Fanny was writing her account, it must be remembered, more than sixty years later, and the intensity she ascribes to Charles Burney’s bereavement reflects her own intense losses by that date. But if the gulf of years makes it hard for her to untangle her own motives and feelings, it adds interest to the details which she considers significant with hindsight. There is no record of when the news of their father’s marriage was broken to the Burney children. Charles Burney simply relates that he and his new wife ‘kept our union as secret as possible for a time, inhabiting different houses’.65 Fanny goes further, relating that though the secret was ‘faithfully preserved, for a certain time, by scrupulous discretion in the parties, and watchful circumspection in the witnesses’ (Crisp and Miss Young), something happened to force the hand of the clandestine couple:
as usual also, error and accident were soon at work to develop the transaction; and the loss of a letter, through some carelessness of conveyance, revealed suddenly but irrevocably the state of the connection.
This circumstance, however, though, at the time, cruelly distressing, served ultimately but to hasten their own views; as the discovery was necessarily followed by the personal union for which their hands had been joined.66
What the miscarried letter contained is of less importance than at which address it was ‘lost’, Burney’s or his wife’s, and by whom ‘found’. ‘Some carelessness of conveyance’ – such a throwaway phrase – would have had to involve, in this case, either somebody wrongly opening a letter addressed to someone else, or reading a letter already opened by the addressee. The children had probably guessed that something was afoot between their father and Mrs Allen. Perhaps the discovery of the letter was an accident, perhaps not. If it was a deliberate act of snooping, it backfired nastily. We may wonder, but not wonder too long, given the authorship of that feeling phrase, who it was that found the incident so ‘cruelly distressing’.
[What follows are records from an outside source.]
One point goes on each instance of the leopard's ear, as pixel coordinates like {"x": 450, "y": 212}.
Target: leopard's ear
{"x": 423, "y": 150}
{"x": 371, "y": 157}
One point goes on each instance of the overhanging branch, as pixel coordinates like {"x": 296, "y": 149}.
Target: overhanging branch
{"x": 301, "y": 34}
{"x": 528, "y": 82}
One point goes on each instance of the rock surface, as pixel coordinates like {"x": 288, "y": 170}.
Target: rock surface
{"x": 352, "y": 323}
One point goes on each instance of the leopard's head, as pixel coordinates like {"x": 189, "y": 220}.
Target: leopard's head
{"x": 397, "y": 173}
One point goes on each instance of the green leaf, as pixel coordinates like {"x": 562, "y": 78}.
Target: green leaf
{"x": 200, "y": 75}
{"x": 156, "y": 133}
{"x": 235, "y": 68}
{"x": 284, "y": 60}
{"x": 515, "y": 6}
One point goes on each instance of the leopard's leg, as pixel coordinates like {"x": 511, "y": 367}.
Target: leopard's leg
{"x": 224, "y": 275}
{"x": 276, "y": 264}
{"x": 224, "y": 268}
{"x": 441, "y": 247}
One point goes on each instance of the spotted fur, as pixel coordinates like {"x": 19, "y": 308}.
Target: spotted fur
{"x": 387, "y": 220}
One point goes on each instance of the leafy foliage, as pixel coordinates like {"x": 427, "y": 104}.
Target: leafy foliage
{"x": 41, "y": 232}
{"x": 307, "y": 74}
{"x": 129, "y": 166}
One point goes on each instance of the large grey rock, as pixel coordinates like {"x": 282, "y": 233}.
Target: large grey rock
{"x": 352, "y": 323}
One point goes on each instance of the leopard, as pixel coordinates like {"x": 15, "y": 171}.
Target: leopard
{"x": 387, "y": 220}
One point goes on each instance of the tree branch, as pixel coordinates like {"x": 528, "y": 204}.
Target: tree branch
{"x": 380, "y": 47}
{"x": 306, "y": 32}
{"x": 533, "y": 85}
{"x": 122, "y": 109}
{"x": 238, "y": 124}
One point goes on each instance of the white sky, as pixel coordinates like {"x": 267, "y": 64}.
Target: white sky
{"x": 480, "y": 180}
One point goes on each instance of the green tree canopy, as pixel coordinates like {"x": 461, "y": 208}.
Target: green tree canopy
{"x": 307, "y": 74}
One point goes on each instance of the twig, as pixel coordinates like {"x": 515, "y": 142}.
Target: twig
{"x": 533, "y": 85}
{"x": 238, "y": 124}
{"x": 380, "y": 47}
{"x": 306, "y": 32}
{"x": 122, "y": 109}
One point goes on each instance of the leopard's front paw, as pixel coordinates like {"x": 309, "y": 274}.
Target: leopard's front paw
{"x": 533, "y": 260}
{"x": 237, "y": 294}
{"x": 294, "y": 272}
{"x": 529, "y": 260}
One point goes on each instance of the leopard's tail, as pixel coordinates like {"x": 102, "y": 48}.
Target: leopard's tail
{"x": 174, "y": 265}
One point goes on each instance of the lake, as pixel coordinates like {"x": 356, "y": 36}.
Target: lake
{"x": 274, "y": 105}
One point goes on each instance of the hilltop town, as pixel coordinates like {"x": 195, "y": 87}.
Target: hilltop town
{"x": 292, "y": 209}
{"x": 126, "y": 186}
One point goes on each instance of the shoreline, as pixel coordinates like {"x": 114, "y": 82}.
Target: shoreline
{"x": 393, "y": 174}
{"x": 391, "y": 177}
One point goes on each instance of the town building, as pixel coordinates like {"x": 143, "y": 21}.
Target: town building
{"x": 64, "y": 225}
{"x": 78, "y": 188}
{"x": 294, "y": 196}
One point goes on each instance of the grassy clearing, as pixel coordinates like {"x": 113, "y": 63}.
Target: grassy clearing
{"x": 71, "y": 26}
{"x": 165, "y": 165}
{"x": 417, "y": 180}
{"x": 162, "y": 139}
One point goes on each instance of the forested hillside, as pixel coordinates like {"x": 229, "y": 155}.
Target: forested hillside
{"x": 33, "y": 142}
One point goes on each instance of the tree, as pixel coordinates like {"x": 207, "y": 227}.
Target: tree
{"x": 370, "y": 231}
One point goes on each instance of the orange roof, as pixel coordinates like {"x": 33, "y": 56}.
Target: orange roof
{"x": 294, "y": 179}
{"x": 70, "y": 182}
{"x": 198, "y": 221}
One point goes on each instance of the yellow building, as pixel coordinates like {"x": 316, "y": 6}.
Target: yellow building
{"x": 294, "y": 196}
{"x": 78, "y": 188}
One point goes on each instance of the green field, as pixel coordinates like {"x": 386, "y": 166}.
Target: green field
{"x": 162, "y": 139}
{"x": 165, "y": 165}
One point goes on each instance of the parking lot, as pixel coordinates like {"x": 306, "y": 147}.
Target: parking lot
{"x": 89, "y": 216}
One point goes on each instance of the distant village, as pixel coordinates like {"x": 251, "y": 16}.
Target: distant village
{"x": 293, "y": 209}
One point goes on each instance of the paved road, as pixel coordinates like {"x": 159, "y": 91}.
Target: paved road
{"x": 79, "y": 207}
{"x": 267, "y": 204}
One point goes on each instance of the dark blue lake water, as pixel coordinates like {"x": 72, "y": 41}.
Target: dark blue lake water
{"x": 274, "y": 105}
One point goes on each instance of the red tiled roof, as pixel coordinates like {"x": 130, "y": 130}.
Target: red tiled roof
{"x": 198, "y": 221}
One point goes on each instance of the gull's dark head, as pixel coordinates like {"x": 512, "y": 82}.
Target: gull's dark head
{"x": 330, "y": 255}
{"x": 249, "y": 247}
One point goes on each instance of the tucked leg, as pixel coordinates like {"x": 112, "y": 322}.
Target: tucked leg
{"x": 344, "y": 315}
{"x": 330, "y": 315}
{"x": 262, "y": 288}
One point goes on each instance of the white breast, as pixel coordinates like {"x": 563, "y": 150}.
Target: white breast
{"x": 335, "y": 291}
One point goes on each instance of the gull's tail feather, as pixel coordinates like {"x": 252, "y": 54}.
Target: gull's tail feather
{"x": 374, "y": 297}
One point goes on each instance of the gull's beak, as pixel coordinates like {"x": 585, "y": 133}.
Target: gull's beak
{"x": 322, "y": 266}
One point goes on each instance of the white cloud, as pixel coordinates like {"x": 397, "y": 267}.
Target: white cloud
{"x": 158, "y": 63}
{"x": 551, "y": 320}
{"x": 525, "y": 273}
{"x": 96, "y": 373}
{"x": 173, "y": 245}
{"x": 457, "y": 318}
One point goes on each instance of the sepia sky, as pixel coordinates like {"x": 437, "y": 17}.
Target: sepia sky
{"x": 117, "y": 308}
Perhaps in order to give the children time to accustom themselves to the situation, Charles Burney and his new wife continued to live mostly apart. By July 1768 it was no longer possible to hide the fact that Elizabeth was pregnant, but she still retained her spacious dower-house in Lynn and spent most of her time there. Fortunately, the Burney girls loved their new stepsister Maria Allen, and took their cue from her generous and optimistic view of the prospects of the new arrangements. Their devotion to their father was such, too, that they would not openly have said anything to hurt him. Fanny’s wording is interesting when she describes how the sisters ‘were all earnest to contribute their small mites to the happiness of one of the most beloved of parents, by receiving, with the most respectful alacrity, the lady on whom he had cast his future hopes of regaining domestic comfort’.67 One gets the impression that even if Elizabeth Allen had been an ogress, the children would have made an effort for their father’s sake. It does not mean that the shock of the news or their embarrassment was any the less.